MP4 Is the Wrong Primitive for AI
Video files were designed for playback. AI agents need something different.
MP4 was designed in 1998. Its job is simple: pack frames and audio into a file that plays sequentially from start to finish. That’s perfect for Netflix. It’s terrible for AI.
What MP4 Gives You
An MP4 file is a container. Inside:
- Compressed video frames (H.264, H.265, etc.)
- Compressed audio tracks (AAC, MP3, etc.)
- Timing information for synchronization
- Metadata (duration, resolution, codec info)
To access any content, you:
- Decode the video stream
- Extract individual frames
- Process each frame through your model
- Repeat for every second of footage
This works for short clips. It falls apart at scale.
The Problem with Frames
Say you have a 1-hour video at 30fps. That’s 108,000 frames.
To answer “what happened at 23:45?”, your options are:
- Decode and process all 108,000 frames (expensive, slow)
- Sample frames and hope you don’t miss anything (lossy, unreliable)
- Process in real-time as the video plays (1 hour to process 1 hour)
None of these let you instantly query the content.
Compare this to a database:
SELECT * FROM meetings WHERE topic = 'pricing' AND timestamp > '23:40'
Instant. Indexed. Queryable. MP4 doesn’t give you this. It gives you a blob.
What AI Actually Needs
AI agents don’t watch videos. They query them.
The questions agents ask:
- “What was said about the budget?”
- “Show me the moment the error appeared on screen”
- “When did the person enter the frame?”
- “What happened between 10:30 and 10:45?”

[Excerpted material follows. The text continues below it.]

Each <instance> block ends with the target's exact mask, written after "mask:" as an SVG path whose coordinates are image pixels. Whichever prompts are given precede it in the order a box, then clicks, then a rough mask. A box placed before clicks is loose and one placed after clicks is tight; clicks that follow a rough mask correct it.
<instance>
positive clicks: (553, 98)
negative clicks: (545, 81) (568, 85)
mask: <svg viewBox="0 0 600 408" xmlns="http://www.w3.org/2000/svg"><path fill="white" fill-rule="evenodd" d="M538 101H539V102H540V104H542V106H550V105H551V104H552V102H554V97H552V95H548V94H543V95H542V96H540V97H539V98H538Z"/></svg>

These are queries, not playback commands. They need:
| Capability | MP4 | What AI Needs |
|---|---|---|
| Random access by content | No | Yes |
| Semantic search | No | Yes |
| Timestamped results | Limited | Precise |
| Multi-index queries | No | Yes |
| Instant answers | No | Yes |
The Transcoding Trap
The common workaround: transcode everything.
- Extract all frames
- Run each through a vision model
- Store the descriptions in a vector database
- Query the database
This “works” but:
- Cost: Processing every frame is expensive
- Latency: Hours of processing before you can query
- Storage: Frame embeddings multiply storage costs
- Staleness: Live content can’t be pre-processed
- Loss: Descriptions lose visual fidelity
You’re converting video into text, then querying text. The video itself becomes a liability — something you keep around for playback but can’t actually use.

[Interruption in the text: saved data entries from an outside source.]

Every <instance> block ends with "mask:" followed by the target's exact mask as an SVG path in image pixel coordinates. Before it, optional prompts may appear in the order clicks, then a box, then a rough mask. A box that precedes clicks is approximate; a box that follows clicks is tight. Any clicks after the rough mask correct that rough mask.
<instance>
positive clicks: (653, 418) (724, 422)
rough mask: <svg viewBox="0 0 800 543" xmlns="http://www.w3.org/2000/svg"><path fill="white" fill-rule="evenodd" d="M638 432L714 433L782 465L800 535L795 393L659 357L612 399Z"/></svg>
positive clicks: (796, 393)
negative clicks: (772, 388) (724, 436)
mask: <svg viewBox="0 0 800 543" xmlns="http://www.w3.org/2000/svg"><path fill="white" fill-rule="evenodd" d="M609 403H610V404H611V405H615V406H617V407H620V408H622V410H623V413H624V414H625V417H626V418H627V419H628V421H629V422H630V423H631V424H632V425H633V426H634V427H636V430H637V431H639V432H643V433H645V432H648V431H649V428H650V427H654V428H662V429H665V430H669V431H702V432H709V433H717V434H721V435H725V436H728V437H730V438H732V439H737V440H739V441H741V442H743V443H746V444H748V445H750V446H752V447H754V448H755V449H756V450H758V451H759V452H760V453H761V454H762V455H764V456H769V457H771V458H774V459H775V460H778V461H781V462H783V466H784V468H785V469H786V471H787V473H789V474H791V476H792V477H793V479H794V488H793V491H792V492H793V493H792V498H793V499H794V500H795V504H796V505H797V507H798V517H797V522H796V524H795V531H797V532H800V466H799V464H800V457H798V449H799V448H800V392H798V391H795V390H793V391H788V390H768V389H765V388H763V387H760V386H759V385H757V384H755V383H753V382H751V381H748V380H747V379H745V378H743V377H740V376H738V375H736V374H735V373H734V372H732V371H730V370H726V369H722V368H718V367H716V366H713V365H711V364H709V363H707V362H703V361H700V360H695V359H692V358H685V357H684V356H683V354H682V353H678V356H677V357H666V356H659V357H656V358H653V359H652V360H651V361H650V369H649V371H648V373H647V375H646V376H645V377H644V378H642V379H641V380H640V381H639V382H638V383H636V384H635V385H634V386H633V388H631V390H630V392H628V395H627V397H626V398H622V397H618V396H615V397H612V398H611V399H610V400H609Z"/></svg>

Indexes as the Right Primitive
What if the primitive wasn’t a file, but an index?
An index is:
- Prompt-defined — You specify what to extract
- Timestamped — Every result maps to exact moments
- Searchable — Natural language queries, instant results
- Composable — Multiple indexes on the same media
- Playable — Results link back to verifiable video
# Create an index with a prompt
index = video.index_scenes(prompt="Identify product demonstrations")
# Query it with natural language
results = video.search("demo of the new feature")
# Get timestamped, playable results
for shot in results.shots:
print(f"{shot.start}s: {shot.text}")
shot.play() # Verify by watching
The video file still exists. But you don’t interact with it directly. You interact with indexes — semantic layers that make the content queryable.
Multiple Perspectives
The power of indexes: you can create multiple on the same video.
# Same video, different questions
safety_index = video.index_scenes(prompt="Identify safety violations")
activity_index = video.index_scenes(prompt="Track person movements")
text_index = video.index_scenes(prompt="Extract on-screen text")
Each index is a different lens on the same content. Query them separately or together. Try doing that with an MP4.
Beyond Files
The same model works for live streams:
rtstream.index_visuals(prompt="Describe what user is doing")
rtstream.start_transcript()
No files, no pre-processing, no waiting. Indexes build in real-time as media flows.
The Shift
The shift from file-based to index-based video understanding changes everything.
| Old Model | New Model |
|---|---|
| File is the primitive | Index is the primitive |
| Process then query | Query without processing |
| Static, batch | Dynamic, real-time |
| One representation | Multiple perspectives |
| Playback-oriented | Query-oriented |
MP4 isn’t going away. But for AI, it’s the wrong level of abstraction.